27 Nov 2006
Threats, abuse and disputed claims from sambar deer hunting advocates are of growing concern to forest owners in the lower North Island.
"Sambar are highly destructive. Yet private land owners are required by regulation to host these animals for the benefit of hunters.
"The deer, which are the size of a horse, tear large strips of bark from trees, leaving them severely scarred and often ring-barked. It's a totally unacceptable situation."
The forest owners' stance is strongly opposed by the Sambar Management Foundation, a body representing deer stalkers which allocates hunting permits for sambar during a three weekend 'season' each year. The foundation accepts some relaxation of existing regulations is needed, but basically wants the existing feral herd to remain on private land.

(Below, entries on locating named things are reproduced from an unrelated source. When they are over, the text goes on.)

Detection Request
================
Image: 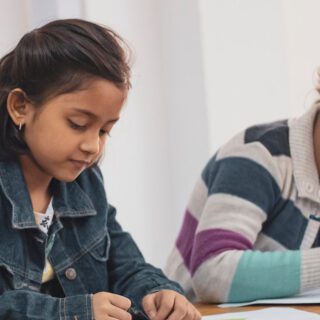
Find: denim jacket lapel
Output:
[0,161,97,229]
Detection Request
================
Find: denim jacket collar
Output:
[0,161,97,229]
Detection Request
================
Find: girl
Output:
[0,20,200,320]
[167,92,320,302]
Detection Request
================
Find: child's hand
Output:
[92,292,131,320]
[142,290,201,320]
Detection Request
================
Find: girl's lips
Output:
[70,159,90,170]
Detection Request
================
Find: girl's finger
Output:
[142,294,157,319]
[154,293,175,320]
[168,297,189,320]
[108,305,132,320]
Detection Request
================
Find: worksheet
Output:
[202,307,320,320]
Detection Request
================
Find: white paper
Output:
[219,289,320,308]
[202,308,320,320]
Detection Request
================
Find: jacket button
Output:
[65,268,77,280]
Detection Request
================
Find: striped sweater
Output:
[165,103,320,302]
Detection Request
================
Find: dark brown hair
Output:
[0,19,130,160]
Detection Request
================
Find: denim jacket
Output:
[0,162,181,320]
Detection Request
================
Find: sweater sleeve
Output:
[168,137,320,302]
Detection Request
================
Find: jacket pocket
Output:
[89,231,111,262]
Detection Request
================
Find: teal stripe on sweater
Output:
[228,251,301,302]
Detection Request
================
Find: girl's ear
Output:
[7,88,30,126]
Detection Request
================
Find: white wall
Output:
[0,0,28,57]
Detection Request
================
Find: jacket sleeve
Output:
[108,206,182,310]
[0,290,93,320]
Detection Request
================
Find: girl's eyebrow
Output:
[72,108,119,124]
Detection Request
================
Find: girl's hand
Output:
[92,292,131,320]
[142,290,201,320]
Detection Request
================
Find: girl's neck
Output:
[19,155,52,212]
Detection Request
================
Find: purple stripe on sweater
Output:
[176,210,198,269]
[189,229,253,275]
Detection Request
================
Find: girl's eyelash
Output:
[69,120,86,130]
[69,120,111,137]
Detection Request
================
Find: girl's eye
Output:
[69,120,86,130]
[100,129,110,137]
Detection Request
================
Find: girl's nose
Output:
[80,135,100,154]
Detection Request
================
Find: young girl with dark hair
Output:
[0,20,200,320]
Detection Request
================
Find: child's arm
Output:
[0,290,92,320]
[168,143,320,302]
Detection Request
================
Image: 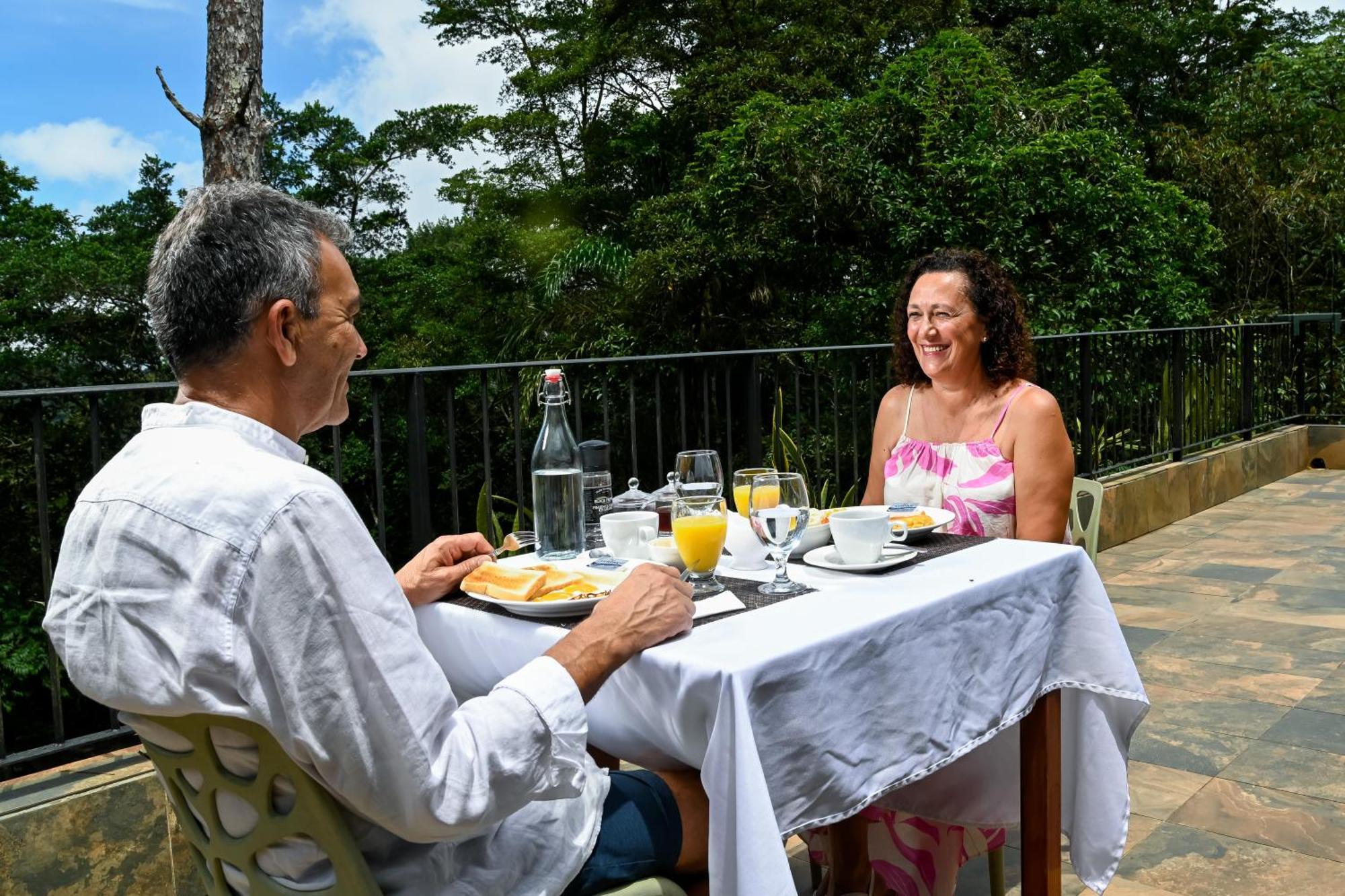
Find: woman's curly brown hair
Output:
[892,249,1037,386]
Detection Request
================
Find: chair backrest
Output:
[141,713,379,896]
[1069,477,1102,563]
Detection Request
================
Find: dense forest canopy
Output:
[0,0,1345,387]
[0,0,1345,743]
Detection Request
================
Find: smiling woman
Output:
[812,249,1073,896]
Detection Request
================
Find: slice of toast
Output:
[463,563,546,600]
[533,568,580,600]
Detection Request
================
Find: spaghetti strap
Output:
[990,382,1032,438]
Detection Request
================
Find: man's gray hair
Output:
[145,180,351,375]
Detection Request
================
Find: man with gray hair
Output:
[43,181,707,896]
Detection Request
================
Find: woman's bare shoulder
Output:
[878,384,915,413]
[1013,386,1061,422]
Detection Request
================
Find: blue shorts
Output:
[564,770,682,896]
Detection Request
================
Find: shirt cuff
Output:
[495,657,596,797]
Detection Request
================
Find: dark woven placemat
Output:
[444,576,816,628]
[790,532,994,565]
[444,533,994,628]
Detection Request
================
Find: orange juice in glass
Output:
[733,467,780,518]
[672,495,729,598]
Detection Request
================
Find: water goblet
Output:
[672,448,724,497]
[748,473,808,595]
[733,467,775,520]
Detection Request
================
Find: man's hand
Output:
[589,564,695,657]
[546,564,695,702]
[397,532,492,607]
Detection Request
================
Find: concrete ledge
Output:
[1307,425,1345,470]
[1098,426,1307,551]
[0,747,204,896]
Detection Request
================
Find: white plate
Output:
[463,553,644,616]
[888,506,954,542]
[803,545,920,572]
[463,591,603,616]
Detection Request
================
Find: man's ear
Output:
[262,298,299,367]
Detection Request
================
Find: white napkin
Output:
[691,591,746,619]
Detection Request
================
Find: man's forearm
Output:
[545,624,632,704]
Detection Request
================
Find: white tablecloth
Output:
[417,541,1147,896]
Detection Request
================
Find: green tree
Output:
[633,32,1219,344]
[262,94,472,255]
[1163,30,1345,316]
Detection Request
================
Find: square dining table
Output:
[417,540,1149,896]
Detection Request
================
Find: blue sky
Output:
[0,0,1345,222]
[0,0,502,220]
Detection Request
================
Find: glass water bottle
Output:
[533,367,584,560]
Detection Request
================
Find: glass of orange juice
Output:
[672,495,729,598]
[733,467,780,520]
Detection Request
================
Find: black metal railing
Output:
[0,321,1345,778]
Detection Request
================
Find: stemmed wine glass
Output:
[672,448,724,498]
[748,473,808,595]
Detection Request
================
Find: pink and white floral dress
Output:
[808,383,1032,896]
[882,382,1033,538]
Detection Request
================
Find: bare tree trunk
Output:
[155,0,270,183]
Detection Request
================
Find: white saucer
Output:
[803,545,920,572]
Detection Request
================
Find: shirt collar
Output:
[140,401,308,464]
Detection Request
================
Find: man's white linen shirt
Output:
[43,402,608,896]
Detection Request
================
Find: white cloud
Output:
[0,118,155,183]
[108,0,186,12]
[172,159,206,190]
[286,0,504,223]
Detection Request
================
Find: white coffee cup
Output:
[599,510,659,560]
[831,507,908,564]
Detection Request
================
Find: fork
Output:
[491,532,537,557]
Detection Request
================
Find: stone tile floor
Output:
[791,470,1345,896]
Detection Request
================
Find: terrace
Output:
[0,320,1345,895]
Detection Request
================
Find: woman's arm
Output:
[1009,389,1075,544]
[859,386,909,505]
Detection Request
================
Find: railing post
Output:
[369,379,387,557]
[406,374,433,551]
[1077,333,1096,477]
[730,355,773,467]
[1294,320,1307,422]
[1237,324,1256,441]
[32,398,66,744]
[1169,329,1186,460]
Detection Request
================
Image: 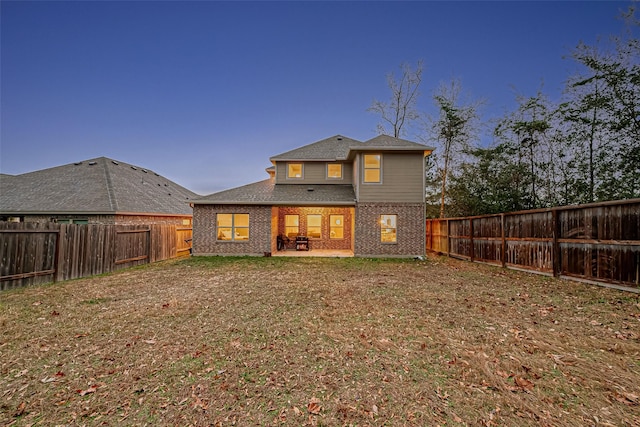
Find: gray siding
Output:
[358,153,424,203]
[276,162,353,184]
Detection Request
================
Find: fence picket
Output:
[425,199,640,292]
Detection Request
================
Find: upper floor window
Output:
[364,154,382,182]
[327,163,342,179]
[284,215,300,239]
[380,215,397,243]
[287,163,302,179]
[217,214,249,241]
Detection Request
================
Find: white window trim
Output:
[378,214,398,245]
[362,153,382,185]
[216,212,251,243]
[287,162,304,180]
[326,162,344,181]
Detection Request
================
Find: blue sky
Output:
[0,0,630,194]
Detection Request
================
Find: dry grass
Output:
[0,258,640,426]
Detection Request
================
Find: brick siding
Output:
[354,203,425,257]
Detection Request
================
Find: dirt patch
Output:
[0,257,640,426]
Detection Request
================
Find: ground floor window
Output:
[380,215,397,243]
[217,214,249,241]
[284,215,300,239]
[307,215,322,239]
[329,215,344,239]
[56,218,89,224]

The debate over the future of the herd is coming to a head, with the Department of Conservation asking stakeholders give feedback by 30 November on three possible options for managing the herd.
Option 1, supported by the SMF, would see existing regulations relaxed to allow for a longer hunting season, and for an increase in the bag limit to three animals per hunter per season.
Option 2 would allow land owners to determine when deer can be hunted, remove bag limits, allow dogs to be used by hunters and permit the sale of venison. However, hunters would remain restricted to the use of approved weapons and ammunition, and would be allowed to hunt only during the hours of daylight.
Option 3, which has the support of the NZ Forest Owners Association, Federated Farmers and NZ Farm Forestry Association, would remove all restrictions - apart from the provisions of the Animal Welfare Act - on the hunting and control of sambar on public and private land.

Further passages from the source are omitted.